Virtual Reconstruction
The goal of the BBP is to integrate knowledge from all the specialized branches of neuroscience, to derive from it the fundamental principles that govern brain structure and function, and ultimately, to reconstruct the brains of different species -- including the human brain -- in silico. The current paper provides yet another proof-of-concept for the approach, by demonstrating for the first time that the distribution of synapses or neuronal connections in the mammalian cortex can, to a large extent, be predicted.
To achieve these results, a team from the Blue Brain Project set about virtually reconstructing a cortical microcircuit based on unparalleled data about the geometrical and electrical properties of neurons -- data from over nearly 20 years of painstaking experimentation on slices of living brain tissue. Each neuron in the circuit was reconstructed into a 3D model on a powerful Blue Gene supercomputer. About 10,000 of virtual neurons were packed into a 3D space in random positions according to the density and ratio of morphological types found in corresponding living tissue. The researchers then compared the model back to an equivalent brain circuit from a real mammalian brain.

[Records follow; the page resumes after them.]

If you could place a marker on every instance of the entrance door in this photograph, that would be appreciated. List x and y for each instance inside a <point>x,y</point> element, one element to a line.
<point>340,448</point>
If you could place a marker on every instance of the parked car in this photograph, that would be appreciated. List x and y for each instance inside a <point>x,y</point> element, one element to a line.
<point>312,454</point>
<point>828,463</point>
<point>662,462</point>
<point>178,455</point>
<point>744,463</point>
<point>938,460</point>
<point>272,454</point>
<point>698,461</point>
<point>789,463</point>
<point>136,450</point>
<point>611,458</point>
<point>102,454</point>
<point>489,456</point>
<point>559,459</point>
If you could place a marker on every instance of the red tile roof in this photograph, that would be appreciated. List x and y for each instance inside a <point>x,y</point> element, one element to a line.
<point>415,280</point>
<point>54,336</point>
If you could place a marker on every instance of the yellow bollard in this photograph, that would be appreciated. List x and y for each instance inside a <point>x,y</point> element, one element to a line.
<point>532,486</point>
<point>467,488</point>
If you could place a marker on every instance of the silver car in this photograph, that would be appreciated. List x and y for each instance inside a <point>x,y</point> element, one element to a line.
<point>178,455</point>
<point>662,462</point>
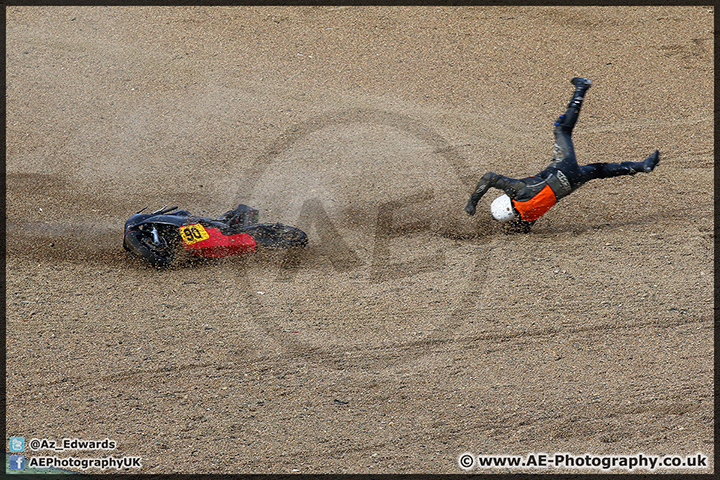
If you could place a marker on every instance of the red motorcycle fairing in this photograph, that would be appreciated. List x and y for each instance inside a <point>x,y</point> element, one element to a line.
<point>211,242</point>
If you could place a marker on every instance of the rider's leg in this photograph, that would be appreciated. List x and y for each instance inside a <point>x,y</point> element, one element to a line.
<point>563,150</point>
<point>608,170</point>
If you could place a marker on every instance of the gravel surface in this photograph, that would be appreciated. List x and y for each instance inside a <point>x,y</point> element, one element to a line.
<point>408,333</point>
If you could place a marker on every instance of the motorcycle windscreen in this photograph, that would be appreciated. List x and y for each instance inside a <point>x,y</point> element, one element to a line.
<point>210,242</point>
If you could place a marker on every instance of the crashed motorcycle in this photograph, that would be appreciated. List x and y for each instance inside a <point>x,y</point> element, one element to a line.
<point>166,235</point>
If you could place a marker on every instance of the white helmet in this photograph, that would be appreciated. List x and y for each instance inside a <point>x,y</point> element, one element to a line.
<point>501,208</point>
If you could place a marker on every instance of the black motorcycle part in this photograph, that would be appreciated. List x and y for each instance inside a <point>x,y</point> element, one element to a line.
<point>159,249</point>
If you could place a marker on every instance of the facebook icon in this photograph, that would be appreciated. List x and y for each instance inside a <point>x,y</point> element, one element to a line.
<point>17,462</point>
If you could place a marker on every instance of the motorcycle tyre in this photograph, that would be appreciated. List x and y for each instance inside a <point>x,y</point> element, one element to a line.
<point>157,258</point>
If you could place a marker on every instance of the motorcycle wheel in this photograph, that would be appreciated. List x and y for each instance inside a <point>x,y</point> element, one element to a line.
<point>141,243</point>
<point>276,235</point>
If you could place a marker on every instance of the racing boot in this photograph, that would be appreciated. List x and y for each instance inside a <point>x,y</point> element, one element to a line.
<point>566,122</point>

A Major Step Towards Accurate Models of the Brain
This discovery also explains why the brain can withstand damage and indicates that the positions of synapses in all brains of the same species are more similar than different. "Positioning synapses in this way is very robust," says computational neuroscientist and first author Sean Hill, "We could vary density, position, orientation, and none of that changed the distribution of positions of the synapses."
They went on to discover that the synapses positions are only robust as long as the morphology of each neuron is slightly different from each other, explaining another mystery in the brain -- why neurons are not all identical in shape. "It's the diversity in the morphology of neurons that makes brain circuits of a particular species basically the same and highly robust," says Hill.
Overall this work represents a major acceleration in the ability to construct detailed models of the nervous system. The results provide important insights into the basic principles that govern the wiring of the nervous system, throwing light on how robust cortical circuits are constructed from highly diverse populations of neurons -- an essential step towards understanding how the brain functions. They also underscore the value of the BBP's constructivist approach. "Although systematically integrating data across a wide range of scales is slow and painstaking, it allows us to derive fundamental principles of brain structure and hence function," explains Hill.